Three of 9 subjects experienced mild indigestion, lasting up to
2 hours, after exposure; some developed anorexia. There were no
adverse clinical findings at 10 regular physical examinations
conducted during and 2 weeks after the study. Plasma and erythrocyte
cholinesterase activities were unaffected, as were standard
haematological and biochemical parameters. Urinalysis microscopy and
electrocardiography revealed no abnormal findings (Shephard &
Kyffin, 1984).
COMMENTS
As previously found, methacrifos was not teratogenic in either
chinchilla rabbits or Sprague-Dawley rats. The induction of several
malformations by thalidomide in chinchilla rabbits indicated the
validity of that animal model for teratogenicity testing. The
consistent deaths of rat pups observed in 2-generation reproduction
studies warrant clarification, particularly in view of the
embryotoxicity in rats noted by the 1980 Joint Meeting.
A further study with human volunteers, each receiving 5 mg/day,
indicated that neither plasma nor erythrocyte cholinesterase
activities were affected. Although 3 of the 9 volunteers experienced
mild indigestion, sometimes with mild anorexia, there were no
significant findings on clinical examination.
The Meeting noted that previous Joint Meetings had accepted the
validity of chronic toxicity and carcinogenicity studies originally
conducted by Industrial Bio-test Laboratories (IBT). In view of the
difficulties experienced in achieving nominal dietary concentrations
of methacrifos in the 2-generation reproduction study, the Meeting
concluded that the full details of these studies, including the
details of diet preparation and dietary analyses, should be
re-evaluated.
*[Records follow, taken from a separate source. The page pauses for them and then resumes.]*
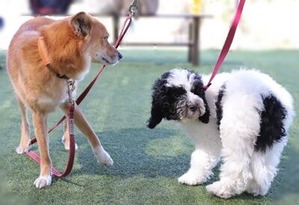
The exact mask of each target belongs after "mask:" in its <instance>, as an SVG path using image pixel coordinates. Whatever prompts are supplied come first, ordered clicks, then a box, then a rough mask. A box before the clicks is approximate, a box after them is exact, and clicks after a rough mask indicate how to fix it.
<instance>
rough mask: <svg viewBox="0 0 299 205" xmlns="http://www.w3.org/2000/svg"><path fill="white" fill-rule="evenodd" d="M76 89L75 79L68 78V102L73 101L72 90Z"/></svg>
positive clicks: (68, 102)
mask: <svg viewBox="0 0 299 205" xmlns="http://www.w3.org/2000/svg"><path fill="white" fill-rule="evenodd" d="M74 90H75V81H73V80H67V95H68V97H69V98H68V103H73V101H74V100H73V97H72V92H73V91H74Z"/></svg>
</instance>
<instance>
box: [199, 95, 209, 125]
mask: <svg viewBox="0 0 299 205" xmlns="http://www.w3.org/2000/svg"><path fill="white" fill-rule="evenodd" d="M202 99H203V102H204V104H205V108H206V112H205V114H203V115H202V116H200V117H199V118H198V119H199V120H200V121H201V122H203V123H205V124H208V123H209V120H210V109H209V106H208V103H207V100H206V98H205V97H203V98H202Z"/></svg>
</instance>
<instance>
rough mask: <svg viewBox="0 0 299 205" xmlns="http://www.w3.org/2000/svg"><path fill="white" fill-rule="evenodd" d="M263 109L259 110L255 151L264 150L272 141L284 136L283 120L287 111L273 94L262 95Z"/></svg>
mask: <svg viewBox="0 0 299 205" xmlns="http://www.w3.org/2000/svg"><path fill="white" fill-rule="evenodd" d="M263 104H264V110H263V111H262V112H261V123H260V133H259V136H258V137H257V140H256V143H255V146H254V148H255V151H261V152H265V151H266V149H267V148H271V147H272V146H273V144H274V143H276V142H279V141H280V140H281V139H282V138H283V137H285V136H286V131H285V129H284V127H283V120H284V119H285V118H286V114H287V111H286V109H285V108H284V107H283V106H282V104H281V102H280V101H279V100H278V99H277V98H276V97H275V96H273V95H270V96H266V97H263Z"/></svg>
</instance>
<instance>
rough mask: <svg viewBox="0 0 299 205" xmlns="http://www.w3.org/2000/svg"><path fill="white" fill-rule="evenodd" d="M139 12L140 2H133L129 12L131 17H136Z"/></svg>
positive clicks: (131, 5) (129, 8)
mask: <svg viewBox="0 0 299 205" xmlns="http://www.w3.org/2000/svg"><path fill="white" fill-rule="evenodd" d="M137 10H138V0H133V2H132V4H131V5H130V7H129V12H130V13H131V15H134V14H135V13H136V12H137Z"/></svg>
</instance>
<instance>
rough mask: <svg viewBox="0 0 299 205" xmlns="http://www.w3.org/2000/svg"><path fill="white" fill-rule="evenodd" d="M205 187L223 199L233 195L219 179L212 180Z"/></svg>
mask: <svg viewBox="0 0 299 205" xmlns="http://www.w3.org/2000/svg"><path fill="white" fill-rule="evenodd" d="M206 188H207V191H208V192H209V193H210V194H214V195H216V196H218V197H221V198H224V199H228V198H230V197H232V196H233V195H234V193H232V192H231V190H230V188H229V187H228V186H227V185H225V184H224V183H223V182H221V181H218V182H214V183H213V184H210V185H208V186H207V187H206Z"/></svg>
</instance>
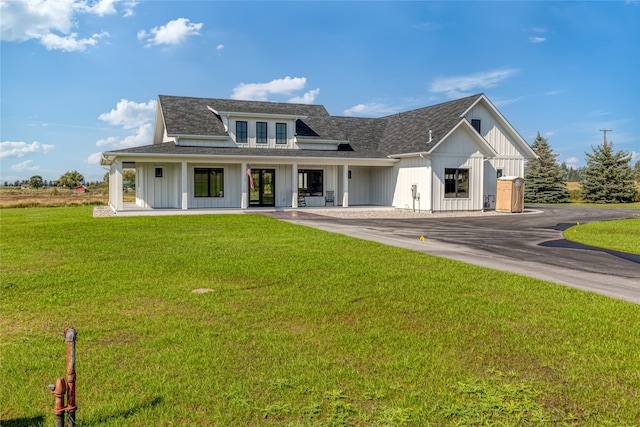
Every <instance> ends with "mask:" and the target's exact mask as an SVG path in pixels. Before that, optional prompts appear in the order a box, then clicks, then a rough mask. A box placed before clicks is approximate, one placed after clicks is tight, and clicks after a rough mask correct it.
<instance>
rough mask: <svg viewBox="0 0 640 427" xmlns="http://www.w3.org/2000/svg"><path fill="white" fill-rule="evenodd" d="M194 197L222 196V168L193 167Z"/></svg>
mask: <svg viewBox="0 0 640 427" xmlns="http://www.w3.org/2000/svg"><path fill="white" fill-rule="evenodd" d="M193 183H194V196H195V197H223V196H224V170H223V169H218V168H215V169H214V168H195V171H194V176H193Z"/></svg>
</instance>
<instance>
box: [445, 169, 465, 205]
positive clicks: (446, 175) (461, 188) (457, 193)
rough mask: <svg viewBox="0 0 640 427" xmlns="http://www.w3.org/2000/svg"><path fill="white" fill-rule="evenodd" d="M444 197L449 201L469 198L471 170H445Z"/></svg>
mask: <svg viewBox="0 0 640 427" xmlns="http://www.w3.org/2000/svg"><path fill="white" fill-rule="evenodd" d="M444 197H445V198H447V199H466V198H468V197H469V169H445V170H444Z"/></svg>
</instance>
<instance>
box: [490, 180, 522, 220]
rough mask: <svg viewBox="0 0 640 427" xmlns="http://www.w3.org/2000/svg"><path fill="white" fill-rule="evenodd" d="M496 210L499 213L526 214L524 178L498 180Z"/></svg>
mask: <svg viewBox="0 0 640 427" xmlns="http://www.w3.org/2000/svg"><path fill="white" fill-rule="evenodd" d="M496 210H497V211H499V212H524V178H520V177H517V176H503V177H500V178H498V186H497V189H496Z"/></svg>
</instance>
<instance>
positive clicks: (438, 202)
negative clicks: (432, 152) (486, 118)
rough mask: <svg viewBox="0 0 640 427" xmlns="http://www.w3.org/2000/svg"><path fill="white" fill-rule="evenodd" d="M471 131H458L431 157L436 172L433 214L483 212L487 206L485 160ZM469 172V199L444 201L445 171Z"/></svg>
mask: <svg viewBox="0 0 640 427" xmlns="http://www.w3.org/2000/svg"><path fill="white" fill-rule="evenodd" d="M470 132H475V130H472V129H469V128H458V129H457V130H456V131H455V132H454V133H453V134H451V135H450V136H449V137H448V138H447V140H446V141H444V143H443V144H442V145H441V146H440V147H439V148H437V149H436V150H435V151H434V153H433V154H432V155H431V167H432V168H433V185H432V189H433V190H432V191H433V210H434V211H460V210H471V211H473V210H482V209H483V202H484V188H485V182H484V177H485V173H484V163H485V161H484V156H483V155H482V153H481V152H480V149H479V147H478V145H477V143H476V142H475V140H474V136H473V135H472V134H471V133H470ZM450 168H451V169H454V168H455V169H460V168H463V169H468V170H469V197H468V198H459V199H458V198H445V195H444V171H445V169H450Z"/></svg>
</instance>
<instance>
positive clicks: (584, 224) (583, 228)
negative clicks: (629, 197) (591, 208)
mask: <svg viewBox="0 0 640 427" xmlns="http://www.w3.org/2000/svg"><path fill="white" fill-rule="evenodd" d="M564 236H565V238H566V239H568V240H572V241H574V242H578V243H582V244H585V245H589V246H596V247H599V248H607V249H613V250H616V251H622V252H629V253H634V254H640V218H635V219H624V220H616V221H603V222H593V223H589V224H577V225H575V226H573V227H571V228H569V229H567V230H565V232H564Z"/></svg>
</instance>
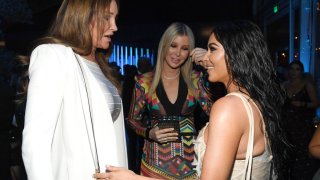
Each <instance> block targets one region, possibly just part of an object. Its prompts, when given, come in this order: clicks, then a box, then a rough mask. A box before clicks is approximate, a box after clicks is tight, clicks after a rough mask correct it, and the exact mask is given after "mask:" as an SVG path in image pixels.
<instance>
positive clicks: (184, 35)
mask: <svg viewBox="0 0 320 180" xmlns="http://www.w3.org/2000/svg"><path fill="white" fill-rule="evenodd" d="M177 36H187V37H188V39H189V52H191V51H192V50H193V49H194V46H195V40H194V35H193V32H192V30H191V28H190V27H189V26H188V25H186V24H184V23H181V22H174V23H172V24H171V25H170V26H169V27H168V28H167V29H166V30H165V32H164V33H163V35H162V37H161V39H160V42H159V47H158V55H157V62H156V68H155V73H154V77H153V81H152V84H151V87H150V91H149V93H148V95H149V96H150V97H151V95H152V93H153V92H154V91H155V90H156V88H157V86H158V84H159V82H160V79H161V72H162V69H163V62H164V59H165V56H166V54H167V52H168V49H169V48H170V46H171V43H172V42H173V41H174V39H175V38H176V37H177ZM192 66H193V64H192V60H191V57H188V59H187V60H186V61H185V62H184V63H183V64H182V66H181V74H182V77H183V79H184V81H185V82H186V84H187V86H188V89H190V90H191V91H192V93H193V94H196V93H195V87H194V85H193V83H192V79H191V74H192Z"/></svg>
Accordingly, the Meeting agreed to extend the temprorary
ADI.
TOXICOLOGICAL EVALUATION
LEVEL CAUSING NO TOXICOLOGICAL EFFECT
Rat: 1 ppm in the diet, equivalent to 0.05 mg/kg b.w./day.
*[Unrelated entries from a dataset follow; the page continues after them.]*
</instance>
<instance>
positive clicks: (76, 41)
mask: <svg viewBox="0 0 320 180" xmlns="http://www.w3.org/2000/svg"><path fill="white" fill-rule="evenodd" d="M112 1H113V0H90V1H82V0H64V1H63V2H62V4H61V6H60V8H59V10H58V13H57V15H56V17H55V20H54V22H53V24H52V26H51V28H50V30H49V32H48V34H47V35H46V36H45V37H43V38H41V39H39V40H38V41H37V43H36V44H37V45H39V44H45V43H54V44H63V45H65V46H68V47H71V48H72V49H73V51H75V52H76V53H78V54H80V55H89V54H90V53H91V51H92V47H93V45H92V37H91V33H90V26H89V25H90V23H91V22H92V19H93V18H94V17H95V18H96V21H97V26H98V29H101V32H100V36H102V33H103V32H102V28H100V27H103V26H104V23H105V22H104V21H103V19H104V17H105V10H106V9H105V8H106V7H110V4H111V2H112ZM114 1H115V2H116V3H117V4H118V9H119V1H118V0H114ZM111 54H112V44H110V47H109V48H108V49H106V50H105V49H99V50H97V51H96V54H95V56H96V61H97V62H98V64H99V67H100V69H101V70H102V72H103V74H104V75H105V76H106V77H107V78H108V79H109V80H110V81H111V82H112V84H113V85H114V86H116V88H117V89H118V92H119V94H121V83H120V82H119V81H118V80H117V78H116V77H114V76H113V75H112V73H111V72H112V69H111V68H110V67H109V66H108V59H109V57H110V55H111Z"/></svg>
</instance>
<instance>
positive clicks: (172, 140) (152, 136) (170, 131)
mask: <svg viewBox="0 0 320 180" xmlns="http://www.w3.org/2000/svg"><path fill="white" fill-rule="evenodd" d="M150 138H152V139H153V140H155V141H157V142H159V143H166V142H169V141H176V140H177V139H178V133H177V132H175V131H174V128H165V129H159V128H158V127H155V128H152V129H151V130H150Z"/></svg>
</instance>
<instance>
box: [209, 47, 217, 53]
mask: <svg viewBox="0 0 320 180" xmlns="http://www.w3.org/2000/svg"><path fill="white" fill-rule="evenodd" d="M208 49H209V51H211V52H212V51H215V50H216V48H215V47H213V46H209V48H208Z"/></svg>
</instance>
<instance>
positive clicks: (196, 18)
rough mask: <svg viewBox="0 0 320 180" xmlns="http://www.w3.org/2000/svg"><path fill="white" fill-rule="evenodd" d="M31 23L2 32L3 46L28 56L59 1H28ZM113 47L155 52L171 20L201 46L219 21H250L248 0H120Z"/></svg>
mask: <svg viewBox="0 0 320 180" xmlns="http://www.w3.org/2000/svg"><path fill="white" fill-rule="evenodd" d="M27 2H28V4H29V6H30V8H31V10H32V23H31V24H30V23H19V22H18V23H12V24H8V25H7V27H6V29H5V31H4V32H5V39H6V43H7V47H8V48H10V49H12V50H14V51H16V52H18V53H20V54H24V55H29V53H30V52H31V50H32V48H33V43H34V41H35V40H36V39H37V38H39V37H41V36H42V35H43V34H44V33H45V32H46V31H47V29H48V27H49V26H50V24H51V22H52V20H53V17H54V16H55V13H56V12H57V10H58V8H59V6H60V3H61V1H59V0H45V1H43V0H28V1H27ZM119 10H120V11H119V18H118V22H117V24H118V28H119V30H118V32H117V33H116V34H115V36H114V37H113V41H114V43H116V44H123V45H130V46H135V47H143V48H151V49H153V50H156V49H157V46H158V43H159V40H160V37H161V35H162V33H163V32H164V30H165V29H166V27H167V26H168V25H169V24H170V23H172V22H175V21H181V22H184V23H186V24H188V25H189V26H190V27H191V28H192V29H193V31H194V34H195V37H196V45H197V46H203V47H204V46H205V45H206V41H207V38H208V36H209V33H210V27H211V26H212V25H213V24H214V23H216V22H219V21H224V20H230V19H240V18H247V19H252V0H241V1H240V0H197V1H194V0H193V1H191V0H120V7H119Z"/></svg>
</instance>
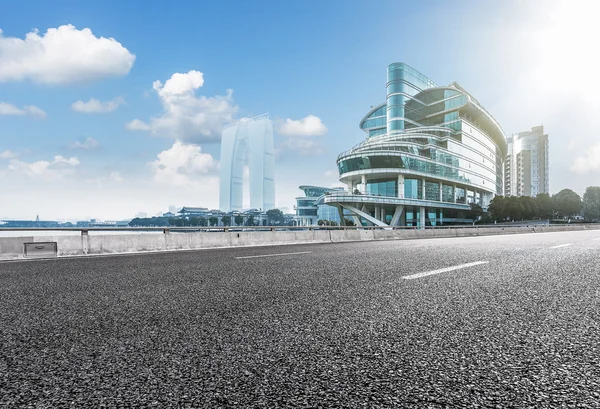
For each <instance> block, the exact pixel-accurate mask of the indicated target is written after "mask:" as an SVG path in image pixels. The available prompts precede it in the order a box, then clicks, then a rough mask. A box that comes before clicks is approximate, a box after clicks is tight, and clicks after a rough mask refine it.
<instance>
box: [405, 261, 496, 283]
mask: <svg viewBox="0 0 600 409" xmlns="http://www.w3.org/2000/svg"><path fill="white" fill-rule="evenodd" d="M486 263H489V261H474V262H472V263H466V264H460V265H458V266H453V267H446V268H440V269H439V270H432V271H426V272H424V273H417V274H411V275H408V276H404V277H402V278H404V279H405V280H412V279H415V278H421V277H427V276H430V275H434V274H440V273H447V272H449V271H454V270H460V269H461V268H467V267H474V266H479V265H481V264H486Z"/></svg>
Dog: 1 ppm in the diet, equivalent to 0.025 mg/kg b.w./day.
ESTIMATE OF TEMPORARY ACCEPTABLE DAILY INTAKE FOR MAN
0 - 0.0003 mg/kg b.w.
STUDIES WITHOUT WHICH THE DETERMINATION OF A FULL ADI IS
IMPRACTICABLE, TO BE SUBMITTED TO WHO BY 1987
1. Submission of all dietary preparation and analytical data for
the chronic oral toxicity study in rats and the carcinogenicity study
in mice conducted by IBT.
TO BE SUBMITTED TO WHO BY 1989:
2. An adequate multigeneration study in rats.
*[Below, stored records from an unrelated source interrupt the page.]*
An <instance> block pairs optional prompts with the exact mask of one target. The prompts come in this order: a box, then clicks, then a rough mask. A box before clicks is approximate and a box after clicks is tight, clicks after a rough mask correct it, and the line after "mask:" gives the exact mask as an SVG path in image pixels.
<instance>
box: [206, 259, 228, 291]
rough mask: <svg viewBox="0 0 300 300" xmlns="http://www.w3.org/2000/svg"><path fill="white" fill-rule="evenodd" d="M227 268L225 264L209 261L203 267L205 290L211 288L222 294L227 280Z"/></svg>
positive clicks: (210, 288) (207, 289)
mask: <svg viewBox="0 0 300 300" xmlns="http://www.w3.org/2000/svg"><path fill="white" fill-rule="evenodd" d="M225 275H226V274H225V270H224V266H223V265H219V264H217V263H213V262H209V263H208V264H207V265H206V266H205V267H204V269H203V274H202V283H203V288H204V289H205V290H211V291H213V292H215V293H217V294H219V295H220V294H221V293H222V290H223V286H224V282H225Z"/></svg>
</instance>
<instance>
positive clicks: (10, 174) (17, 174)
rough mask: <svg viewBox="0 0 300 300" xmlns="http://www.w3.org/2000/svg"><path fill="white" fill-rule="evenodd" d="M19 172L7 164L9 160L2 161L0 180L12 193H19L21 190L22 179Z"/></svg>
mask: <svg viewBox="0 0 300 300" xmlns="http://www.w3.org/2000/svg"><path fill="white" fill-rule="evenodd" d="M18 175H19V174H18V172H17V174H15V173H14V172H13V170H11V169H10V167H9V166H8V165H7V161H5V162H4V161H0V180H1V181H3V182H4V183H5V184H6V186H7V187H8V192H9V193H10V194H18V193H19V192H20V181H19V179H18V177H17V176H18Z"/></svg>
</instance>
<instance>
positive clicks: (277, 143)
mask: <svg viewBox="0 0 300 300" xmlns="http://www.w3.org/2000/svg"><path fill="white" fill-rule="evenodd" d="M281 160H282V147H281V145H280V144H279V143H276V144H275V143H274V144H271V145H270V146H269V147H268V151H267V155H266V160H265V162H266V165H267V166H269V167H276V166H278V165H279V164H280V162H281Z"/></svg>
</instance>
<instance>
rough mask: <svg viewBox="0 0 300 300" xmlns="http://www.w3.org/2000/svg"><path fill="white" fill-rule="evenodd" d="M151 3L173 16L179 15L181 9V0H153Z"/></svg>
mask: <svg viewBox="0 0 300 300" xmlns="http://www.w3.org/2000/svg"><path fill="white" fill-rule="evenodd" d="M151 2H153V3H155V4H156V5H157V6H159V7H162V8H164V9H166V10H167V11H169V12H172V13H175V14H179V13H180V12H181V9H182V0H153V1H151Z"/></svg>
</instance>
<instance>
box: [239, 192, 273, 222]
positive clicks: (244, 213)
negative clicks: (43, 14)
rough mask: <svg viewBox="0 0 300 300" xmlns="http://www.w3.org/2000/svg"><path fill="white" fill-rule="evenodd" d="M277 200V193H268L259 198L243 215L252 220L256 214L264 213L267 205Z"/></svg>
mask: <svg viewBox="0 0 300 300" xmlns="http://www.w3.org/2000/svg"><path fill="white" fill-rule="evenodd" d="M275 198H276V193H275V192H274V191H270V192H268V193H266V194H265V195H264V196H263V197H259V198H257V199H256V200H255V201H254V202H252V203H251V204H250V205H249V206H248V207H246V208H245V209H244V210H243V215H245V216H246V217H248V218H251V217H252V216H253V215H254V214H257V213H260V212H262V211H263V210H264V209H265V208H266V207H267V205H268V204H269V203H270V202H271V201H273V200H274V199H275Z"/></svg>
STUDIES WHICH WILL PROVIDE INFORMATION VALUABLE FOR THE CONTINUED
EVALUATION OF THE COMPOUND
Further observations in man.
REFERENCES
Fritz, H. Report on thalidomide teratology study - nonstandard in
1982 rabbits (chinchilla-type). Unpublished report No. K-S.80
from Ciba-Geigy Ltd., Basle, Switzerland. Submitted to WHO
by Ciba-Geigy Ltd., Basle, Switzerland.
Fritz, H., Suter, H.P., Zak, F., Krinke, G., & Hess, R. Two
1985 generation, two litter reproduction toxicity study in rats
with CGA 20,168. Unpublished report No. 83.0814 from
Ciba-Geigy Ltd., Basle, Switzerland. Submitted to WHO by
Ciba-Geigy Ltd., Basle, Switzerland.
Giese, K., Suter, H.P., & Gfeller, W. Report on CGA 20,168 tech:
1985 teratology study in rats. Unpublished report No. 83.0813
from Ciba-Geigy Ltd., Basle, Switzerland. Submitted to WHO
by Ciba-Geigy Ltd., Basle, Switzerland.
Shephard, N.W. & Kyffin, P. A study of the tolerance to methacrifos
1984 administered orally in a dose of between 0.06 mg/kg/day and
0.1 mg/kg/day for a period of 28 days to normal volunteers.
Unpublished report No. CG/METHAC/83/1 from Medical Science
Research, Beaconsfield, Bucks., UK. Submitted to WHO by
Ciba-Geigy Ltd., Basle, Switzerland.